Four synchronization patterns address this problem at different points on the complexity-reliability curve: application-level dual write, the transactional outbox pattern, change data capture (CDC), and periodic polling. Each has a place, and choosing the wrong one for the scale and consistency requirements of the system is a common source of production incidents.

In addition to synchronization, the pipeline must handle document transformation: the shape of data in the database (normalized rows, foreign-key relationships) differs from the shape needed in the search index (denormalized, pre-joined documents). This transformation adds latency and complexity to every pipeline.

Design Thinking

Think of the search index as a read model (similar to the read side of a CQRS architecture — see BEE-5003). It exists to serve queries efficiently; the authoritative state lives elsewhere. This framing has two implications:

Consistency is eventually consistent by design. Accept that there will be a window — measured in milliseconds to seconds — between a write to the source and its visibility in search. Design the product UX accordingly. If a user creates a record and immediately searches for it, the record may not yet appear. This is normal and should be communicated clearly rather than hidden.
The pipeline should be idempotent. Reprocessing the same change event — whether due to a retry, a redelivery, or a full reindex — must produce the same result. Index operations in most search engines are idempotent by default when the document ID is stable: indexing the same document twice with the same ID replaces the first with the second. Deletions require more care.

The choice of synchronization pattern is primarily a function of two variables: how much indexing lag is tolerable, and how much operational complexity the team can maintain.

Best Practices

Synchronization Strategy Selection

Engineers MUST NOT use naive application-level dual writes (write to database, then write to search index in the same request handler) in any production system where consistency matters. There is no recovery path when the second write fails after the first succeeds.

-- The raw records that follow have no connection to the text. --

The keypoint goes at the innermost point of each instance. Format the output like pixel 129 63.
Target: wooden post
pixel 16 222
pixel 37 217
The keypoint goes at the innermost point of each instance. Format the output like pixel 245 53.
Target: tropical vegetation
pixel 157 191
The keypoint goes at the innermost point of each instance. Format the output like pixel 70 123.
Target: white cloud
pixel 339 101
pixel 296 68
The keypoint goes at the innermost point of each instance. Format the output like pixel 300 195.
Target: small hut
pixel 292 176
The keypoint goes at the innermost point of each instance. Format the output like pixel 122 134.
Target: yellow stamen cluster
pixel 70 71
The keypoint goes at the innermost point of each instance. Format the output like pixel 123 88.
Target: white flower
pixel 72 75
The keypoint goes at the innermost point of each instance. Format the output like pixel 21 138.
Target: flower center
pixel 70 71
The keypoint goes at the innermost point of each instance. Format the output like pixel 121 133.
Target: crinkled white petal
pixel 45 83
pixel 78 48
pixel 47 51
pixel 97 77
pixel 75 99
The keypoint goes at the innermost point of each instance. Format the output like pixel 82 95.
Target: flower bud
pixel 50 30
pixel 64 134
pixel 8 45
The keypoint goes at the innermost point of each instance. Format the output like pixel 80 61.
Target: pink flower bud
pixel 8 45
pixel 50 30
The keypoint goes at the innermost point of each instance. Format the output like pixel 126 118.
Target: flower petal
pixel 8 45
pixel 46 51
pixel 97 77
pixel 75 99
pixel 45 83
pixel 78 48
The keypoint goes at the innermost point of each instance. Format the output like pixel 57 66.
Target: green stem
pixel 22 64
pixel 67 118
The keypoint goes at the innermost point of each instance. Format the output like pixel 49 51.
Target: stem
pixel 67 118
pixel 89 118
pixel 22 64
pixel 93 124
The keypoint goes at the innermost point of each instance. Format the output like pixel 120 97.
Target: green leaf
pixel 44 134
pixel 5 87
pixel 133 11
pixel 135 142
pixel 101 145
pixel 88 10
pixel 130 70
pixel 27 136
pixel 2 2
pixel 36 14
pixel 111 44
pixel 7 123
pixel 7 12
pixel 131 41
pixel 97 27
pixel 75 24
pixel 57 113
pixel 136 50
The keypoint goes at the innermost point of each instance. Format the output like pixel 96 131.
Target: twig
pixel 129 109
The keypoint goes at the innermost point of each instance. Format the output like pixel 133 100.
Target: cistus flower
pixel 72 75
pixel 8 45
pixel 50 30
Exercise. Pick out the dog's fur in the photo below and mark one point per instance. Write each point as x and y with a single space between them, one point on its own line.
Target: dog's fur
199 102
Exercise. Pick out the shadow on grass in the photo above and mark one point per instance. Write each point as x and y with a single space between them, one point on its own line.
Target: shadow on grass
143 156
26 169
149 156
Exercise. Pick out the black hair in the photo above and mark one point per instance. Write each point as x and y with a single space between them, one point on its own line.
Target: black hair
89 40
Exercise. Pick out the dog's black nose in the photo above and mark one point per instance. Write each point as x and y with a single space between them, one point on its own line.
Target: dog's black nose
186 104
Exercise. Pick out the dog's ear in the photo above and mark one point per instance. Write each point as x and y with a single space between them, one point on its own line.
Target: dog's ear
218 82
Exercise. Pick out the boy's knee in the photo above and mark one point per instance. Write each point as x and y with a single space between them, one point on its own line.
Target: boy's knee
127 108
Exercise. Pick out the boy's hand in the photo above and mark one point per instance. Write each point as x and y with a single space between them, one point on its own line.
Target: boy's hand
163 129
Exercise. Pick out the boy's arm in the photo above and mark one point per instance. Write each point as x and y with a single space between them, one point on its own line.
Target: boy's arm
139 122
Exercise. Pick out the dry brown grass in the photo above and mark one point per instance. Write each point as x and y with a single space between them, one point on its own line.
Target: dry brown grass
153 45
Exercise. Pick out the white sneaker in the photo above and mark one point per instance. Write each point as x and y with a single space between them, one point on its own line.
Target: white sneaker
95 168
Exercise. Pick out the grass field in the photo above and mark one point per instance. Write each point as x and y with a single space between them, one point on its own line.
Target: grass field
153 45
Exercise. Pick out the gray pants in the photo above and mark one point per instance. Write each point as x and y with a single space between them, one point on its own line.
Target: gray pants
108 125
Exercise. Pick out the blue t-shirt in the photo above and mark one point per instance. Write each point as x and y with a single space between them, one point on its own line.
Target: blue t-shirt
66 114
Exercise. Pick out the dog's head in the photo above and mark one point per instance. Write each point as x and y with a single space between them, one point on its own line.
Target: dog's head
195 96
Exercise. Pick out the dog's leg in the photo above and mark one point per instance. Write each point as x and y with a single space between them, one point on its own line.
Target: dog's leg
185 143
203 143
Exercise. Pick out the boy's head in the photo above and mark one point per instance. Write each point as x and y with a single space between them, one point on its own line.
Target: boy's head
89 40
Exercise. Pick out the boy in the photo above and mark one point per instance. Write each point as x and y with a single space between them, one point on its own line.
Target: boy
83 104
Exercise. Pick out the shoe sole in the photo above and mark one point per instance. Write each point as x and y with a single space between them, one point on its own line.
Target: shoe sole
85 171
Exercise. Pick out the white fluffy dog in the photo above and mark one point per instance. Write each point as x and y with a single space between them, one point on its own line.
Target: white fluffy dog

Engineers SHOULD use the transactional outbox pattern when the source of truth is a transactional SQL database and sub-second indexing lag is not required. The outbox pattern writes a change event to an outbox table in the same transaction as the business write, guaranteeing that the event exists if and only if the business record exists. A separate relay process reads the outbox and publishes to the search index.

Engineers SHOULD use change data capture (CDC) when very low indexing lag is required (under one second), when the source database's transaction log can be tailed (PostgreSQL logical replication, MySQL binlog, MongoDB change streams), or when adding an outbox table to the schema is not feasible. CDC tools such as Debezium read directly from the transaction log, making all committed changes visible to downstream consumers without modifying application code. The trade-off is significant operational complexity: CDC requires running a dedicated connector process, managing replication slots or binlog positions, and handling connector lag and failover.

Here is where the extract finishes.